A recent report from security vendor Secunia points out the surprising fact that despite the evolution of hackers and malware now targeting critical third-party Windows applications (namely Flash, Java, and Acrobat Reader); there is still a fairly simple way for IT administrators to mitigate the risk posed by these new threats.
Although past exploits have focused on browsers and Windows code, due to significant security improvements by browser and operating system manufacturers over the past few years, malware creators have turned their attention towards third-party apps due to the fact they are difficult for IT Administrators to patch/update across networks rapidly and because many third-party applications are not written with security in mind (since only recently they have become the targets of attack). Additionally, since many software vendors are very secretive about their code, it is very difficult for security professionals to measure threats and develop solutions to the problems.
While there is truth in the concern and criticism over third-party application security, for IT Administrators and even small business owners, virtually all the threats can be significantly mitigated through user account controls.
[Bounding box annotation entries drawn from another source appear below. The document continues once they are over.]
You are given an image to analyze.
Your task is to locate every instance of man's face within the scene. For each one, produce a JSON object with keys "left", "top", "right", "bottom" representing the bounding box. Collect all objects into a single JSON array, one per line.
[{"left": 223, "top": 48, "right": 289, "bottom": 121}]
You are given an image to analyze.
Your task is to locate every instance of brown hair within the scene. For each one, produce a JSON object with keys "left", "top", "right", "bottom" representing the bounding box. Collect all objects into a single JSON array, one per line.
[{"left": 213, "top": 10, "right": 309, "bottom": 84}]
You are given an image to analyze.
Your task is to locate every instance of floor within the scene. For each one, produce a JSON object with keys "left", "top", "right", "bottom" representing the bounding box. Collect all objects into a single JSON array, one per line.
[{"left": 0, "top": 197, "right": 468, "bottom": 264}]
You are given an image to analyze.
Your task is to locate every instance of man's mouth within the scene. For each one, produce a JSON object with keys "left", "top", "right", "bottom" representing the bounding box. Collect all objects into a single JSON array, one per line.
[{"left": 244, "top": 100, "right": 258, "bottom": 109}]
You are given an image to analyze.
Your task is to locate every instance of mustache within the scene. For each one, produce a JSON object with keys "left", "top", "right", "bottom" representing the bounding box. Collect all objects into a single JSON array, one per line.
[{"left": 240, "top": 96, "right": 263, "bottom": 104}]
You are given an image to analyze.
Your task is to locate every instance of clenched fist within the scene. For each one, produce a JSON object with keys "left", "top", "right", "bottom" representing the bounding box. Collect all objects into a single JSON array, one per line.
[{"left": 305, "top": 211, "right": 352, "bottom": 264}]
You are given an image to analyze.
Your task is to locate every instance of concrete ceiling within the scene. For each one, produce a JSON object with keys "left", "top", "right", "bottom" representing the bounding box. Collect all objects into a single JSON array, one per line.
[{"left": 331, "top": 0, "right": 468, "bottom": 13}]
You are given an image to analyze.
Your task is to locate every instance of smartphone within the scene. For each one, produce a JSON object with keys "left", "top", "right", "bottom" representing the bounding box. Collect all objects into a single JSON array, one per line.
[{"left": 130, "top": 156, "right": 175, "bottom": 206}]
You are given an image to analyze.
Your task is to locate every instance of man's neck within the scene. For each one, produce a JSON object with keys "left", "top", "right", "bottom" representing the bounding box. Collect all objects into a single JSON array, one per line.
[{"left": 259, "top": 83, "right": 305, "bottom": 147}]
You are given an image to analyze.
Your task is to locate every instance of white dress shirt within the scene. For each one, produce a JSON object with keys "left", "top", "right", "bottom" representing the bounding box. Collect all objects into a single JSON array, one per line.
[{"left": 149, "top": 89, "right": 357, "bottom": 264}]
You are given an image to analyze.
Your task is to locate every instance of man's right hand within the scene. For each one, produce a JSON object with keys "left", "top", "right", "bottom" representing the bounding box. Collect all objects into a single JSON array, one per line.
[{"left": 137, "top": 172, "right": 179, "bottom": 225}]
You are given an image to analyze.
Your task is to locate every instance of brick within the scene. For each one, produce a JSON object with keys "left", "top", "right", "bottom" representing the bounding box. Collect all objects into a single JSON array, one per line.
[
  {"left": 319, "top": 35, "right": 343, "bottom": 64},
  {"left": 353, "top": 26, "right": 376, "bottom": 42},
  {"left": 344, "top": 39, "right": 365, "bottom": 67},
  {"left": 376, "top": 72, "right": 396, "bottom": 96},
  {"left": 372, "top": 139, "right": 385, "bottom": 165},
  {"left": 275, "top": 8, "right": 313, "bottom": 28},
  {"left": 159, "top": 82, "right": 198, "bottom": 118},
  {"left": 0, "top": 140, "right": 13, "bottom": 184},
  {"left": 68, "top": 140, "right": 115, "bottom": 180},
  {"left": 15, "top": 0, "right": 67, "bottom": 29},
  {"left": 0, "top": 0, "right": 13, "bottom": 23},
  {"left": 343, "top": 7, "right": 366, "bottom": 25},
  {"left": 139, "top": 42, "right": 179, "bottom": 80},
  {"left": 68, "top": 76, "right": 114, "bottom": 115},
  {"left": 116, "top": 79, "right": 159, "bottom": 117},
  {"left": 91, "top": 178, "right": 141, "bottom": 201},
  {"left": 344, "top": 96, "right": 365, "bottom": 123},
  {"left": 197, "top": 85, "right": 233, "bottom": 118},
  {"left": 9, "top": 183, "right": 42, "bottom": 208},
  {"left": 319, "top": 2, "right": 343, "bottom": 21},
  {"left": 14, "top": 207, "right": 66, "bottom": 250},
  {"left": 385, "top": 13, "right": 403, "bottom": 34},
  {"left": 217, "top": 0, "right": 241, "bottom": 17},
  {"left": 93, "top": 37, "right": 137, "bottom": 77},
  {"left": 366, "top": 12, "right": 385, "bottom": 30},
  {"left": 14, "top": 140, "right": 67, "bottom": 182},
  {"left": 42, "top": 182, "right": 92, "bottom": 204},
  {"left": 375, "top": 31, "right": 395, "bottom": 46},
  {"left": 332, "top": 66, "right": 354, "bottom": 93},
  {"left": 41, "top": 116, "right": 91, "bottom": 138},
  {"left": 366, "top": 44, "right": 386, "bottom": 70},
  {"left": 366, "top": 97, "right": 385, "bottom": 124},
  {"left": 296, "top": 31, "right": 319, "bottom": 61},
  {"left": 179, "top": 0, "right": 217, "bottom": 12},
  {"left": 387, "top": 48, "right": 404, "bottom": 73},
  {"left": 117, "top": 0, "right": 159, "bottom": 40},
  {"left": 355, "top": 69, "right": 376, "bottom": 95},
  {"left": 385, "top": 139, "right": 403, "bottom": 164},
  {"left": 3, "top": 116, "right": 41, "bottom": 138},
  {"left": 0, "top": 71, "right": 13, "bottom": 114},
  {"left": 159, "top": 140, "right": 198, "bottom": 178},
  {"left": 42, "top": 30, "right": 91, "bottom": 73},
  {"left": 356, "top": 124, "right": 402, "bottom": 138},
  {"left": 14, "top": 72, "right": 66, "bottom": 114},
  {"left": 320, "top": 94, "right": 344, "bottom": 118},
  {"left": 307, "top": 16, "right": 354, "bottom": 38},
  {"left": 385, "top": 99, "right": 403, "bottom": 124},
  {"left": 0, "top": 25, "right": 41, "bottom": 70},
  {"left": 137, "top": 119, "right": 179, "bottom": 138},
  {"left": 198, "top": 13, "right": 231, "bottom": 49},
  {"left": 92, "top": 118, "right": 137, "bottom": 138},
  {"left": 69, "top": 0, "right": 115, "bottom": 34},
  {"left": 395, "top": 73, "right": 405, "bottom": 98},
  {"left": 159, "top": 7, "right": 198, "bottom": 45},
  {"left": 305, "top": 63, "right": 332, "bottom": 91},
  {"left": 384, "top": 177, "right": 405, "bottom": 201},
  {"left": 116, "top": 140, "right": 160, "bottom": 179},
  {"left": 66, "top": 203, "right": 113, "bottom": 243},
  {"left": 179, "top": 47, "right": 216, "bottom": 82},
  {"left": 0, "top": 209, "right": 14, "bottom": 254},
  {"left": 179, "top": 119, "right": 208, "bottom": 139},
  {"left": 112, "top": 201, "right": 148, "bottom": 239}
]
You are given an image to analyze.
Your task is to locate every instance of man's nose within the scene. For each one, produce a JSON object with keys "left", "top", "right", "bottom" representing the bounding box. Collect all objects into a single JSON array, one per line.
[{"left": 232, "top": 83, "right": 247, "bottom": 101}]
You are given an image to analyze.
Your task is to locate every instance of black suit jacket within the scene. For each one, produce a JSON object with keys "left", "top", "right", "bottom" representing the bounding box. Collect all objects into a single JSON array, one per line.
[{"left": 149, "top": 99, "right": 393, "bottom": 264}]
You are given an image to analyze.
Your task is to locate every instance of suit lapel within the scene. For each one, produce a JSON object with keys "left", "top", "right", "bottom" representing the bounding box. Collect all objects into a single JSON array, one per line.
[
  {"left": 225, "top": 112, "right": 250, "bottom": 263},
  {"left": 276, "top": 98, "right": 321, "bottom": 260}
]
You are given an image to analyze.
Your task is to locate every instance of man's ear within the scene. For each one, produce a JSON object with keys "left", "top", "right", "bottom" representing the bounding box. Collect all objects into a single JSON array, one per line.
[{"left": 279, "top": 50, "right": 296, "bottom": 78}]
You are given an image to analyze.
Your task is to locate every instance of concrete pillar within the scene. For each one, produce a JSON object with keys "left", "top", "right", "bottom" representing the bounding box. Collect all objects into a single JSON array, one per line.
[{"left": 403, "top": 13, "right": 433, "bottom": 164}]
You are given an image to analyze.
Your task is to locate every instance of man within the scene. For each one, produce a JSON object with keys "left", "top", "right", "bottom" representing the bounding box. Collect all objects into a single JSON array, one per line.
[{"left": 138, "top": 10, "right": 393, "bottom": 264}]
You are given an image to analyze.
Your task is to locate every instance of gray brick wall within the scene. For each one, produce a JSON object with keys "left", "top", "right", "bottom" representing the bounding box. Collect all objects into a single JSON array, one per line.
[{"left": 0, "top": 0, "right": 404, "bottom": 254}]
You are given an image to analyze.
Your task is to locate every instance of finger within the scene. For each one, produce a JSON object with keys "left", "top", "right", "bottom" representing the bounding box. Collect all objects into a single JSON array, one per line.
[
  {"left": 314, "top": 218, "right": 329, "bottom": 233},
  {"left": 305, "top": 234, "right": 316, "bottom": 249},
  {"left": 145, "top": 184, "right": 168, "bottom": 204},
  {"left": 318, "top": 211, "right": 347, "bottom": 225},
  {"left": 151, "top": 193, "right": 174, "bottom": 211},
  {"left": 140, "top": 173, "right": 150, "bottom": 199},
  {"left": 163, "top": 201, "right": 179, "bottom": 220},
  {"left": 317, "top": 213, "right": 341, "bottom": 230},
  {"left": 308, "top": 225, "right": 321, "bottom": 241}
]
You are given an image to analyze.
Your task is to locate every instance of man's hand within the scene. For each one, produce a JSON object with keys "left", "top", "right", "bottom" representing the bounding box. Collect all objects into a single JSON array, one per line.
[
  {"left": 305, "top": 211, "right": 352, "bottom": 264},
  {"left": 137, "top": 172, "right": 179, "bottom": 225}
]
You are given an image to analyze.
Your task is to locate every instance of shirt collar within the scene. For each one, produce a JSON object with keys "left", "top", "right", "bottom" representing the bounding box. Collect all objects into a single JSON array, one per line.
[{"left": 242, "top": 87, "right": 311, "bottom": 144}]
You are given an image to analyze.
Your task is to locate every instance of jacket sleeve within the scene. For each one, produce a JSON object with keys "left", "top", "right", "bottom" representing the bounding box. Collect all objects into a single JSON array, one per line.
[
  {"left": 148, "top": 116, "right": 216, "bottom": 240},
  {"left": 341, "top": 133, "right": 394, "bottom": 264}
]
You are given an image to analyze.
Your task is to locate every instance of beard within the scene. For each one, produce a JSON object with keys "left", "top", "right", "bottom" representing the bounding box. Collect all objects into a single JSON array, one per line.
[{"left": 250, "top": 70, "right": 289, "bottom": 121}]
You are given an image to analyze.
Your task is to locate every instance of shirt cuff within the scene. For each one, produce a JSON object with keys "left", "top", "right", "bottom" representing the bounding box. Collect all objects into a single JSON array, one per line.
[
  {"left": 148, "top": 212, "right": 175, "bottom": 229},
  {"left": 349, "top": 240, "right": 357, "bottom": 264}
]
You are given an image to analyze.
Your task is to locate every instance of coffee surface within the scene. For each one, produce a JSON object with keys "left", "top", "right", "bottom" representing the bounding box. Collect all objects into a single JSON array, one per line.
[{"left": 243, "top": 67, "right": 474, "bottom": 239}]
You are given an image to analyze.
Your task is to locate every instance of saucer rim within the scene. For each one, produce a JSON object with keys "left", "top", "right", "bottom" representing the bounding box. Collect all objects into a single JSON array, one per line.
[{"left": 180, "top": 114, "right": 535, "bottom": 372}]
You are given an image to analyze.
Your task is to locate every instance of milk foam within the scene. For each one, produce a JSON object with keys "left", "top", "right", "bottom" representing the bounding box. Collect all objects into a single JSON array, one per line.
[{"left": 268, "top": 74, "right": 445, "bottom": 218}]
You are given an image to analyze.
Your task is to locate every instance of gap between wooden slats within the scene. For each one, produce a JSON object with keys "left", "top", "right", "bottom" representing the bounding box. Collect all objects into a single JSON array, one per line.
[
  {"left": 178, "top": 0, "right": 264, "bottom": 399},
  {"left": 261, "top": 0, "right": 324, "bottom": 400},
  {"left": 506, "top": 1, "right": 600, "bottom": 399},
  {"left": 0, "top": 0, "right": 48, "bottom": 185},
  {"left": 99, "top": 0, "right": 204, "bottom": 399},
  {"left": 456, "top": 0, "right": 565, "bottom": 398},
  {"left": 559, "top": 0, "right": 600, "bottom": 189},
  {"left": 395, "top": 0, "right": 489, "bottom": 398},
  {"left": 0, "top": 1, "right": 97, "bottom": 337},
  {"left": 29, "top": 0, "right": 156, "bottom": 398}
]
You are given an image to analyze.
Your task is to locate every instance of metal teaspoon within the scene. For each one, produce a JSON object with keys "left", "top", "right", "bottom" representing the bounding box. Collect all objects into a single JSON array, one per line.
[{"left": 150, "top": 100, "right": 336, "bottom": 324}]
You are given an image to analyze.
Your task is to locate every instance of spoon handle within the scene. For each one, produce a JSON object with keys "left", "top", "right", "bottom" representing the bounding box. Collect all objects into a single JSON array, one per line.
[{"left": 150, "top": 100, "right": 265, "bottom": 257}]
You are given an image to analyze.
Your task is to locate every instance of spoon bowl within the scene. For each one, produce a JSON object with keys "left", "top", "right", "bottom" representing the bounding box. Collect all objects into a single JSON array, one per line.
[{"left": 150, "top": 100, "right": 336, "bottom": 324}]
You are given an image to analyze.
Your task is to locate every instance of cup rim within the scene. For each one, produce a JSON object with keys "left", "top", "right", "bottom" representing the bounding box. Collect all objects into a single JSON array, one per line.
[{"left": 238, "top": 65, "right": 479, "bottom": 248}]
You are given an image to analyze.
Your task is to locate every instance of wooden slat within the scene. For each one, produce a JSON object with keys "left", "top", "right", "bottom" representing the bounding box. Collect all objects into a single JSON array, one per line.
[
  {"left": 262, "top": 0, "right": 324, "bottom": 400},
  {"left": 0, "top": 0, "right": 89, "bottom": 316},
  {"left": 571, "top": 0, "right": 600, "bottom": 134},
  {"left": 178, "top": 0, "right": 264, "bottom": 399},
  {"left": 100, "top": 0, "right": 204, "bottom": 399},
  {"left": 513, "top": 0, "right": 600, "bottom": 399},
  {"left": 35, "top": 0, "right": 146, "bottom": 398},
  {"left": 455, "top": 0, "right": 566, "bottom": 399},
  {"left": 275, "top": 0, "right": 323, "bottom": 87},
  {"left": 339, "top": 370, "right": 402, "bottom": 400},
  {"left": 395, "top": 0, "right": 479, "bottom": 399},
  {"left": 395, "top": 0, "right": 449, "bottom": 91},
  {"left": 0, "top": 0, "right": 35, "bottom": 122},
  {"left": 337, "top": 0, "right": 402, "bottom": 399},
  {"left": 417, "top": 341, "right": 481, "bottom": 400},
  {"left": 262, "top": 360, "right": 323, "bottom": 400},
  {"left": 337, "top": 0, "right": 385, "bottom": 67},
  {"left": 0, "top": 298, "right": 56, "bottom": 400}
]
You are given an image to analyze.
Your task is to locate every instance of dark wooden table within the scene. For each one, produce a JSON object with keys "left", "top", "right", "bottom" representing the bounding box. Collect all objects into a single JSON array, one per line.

Application whitelisting is one of best ways to solidify your company’s security tools while also remaining within a reasonable budget.
Unlike anti-virus scanners and tools devoted to removing infections after the fact, application whitelisting is a proactive approach to infections which works by only allowing applications and users to perform essential tasks. The key benefit to whitelisting applications is that unlike anti-virus scanners that can only protect against known threats (similar to a blacklist), whitelisting can block off the most common attack points, providing solid protection from zero day attacks (the industry term for malware and exploits which are released in the wild without warning to the vendors).
For those outside of the IT field, chances are if you used Windows Vista or Windows 7 you have encountered a variant of whitelisting through the User Account Control (UAC) feature which helps to prevent applications from making malicious changes to core Windows files. For example, when users attempt to change settings in Windows, the system will require an administrator password or account for you to make any changes. When it comes to business environments however, UAC is only one tool in the arsenal to keep networks safe since it only pertains to core Windows functions.
Due to the vastness of the information security field, it is impossible to provide a practical summary of which tool to use for your company, however this report from the SANS Institute (a highly respected computer security think tank) provides a very holistic overview of whitelisting options plus info on a few highly related topics. Although it is a bit lengthy, the parts focusing specifically on reviewing a few key solutions offered on the market, is definitely worth reviewing.
The bottom-line is that although you may always be vulnerable to hackers and security threats, there are a number steps you can take to put up barriers that will make it extremely difficult to infiltrate your system.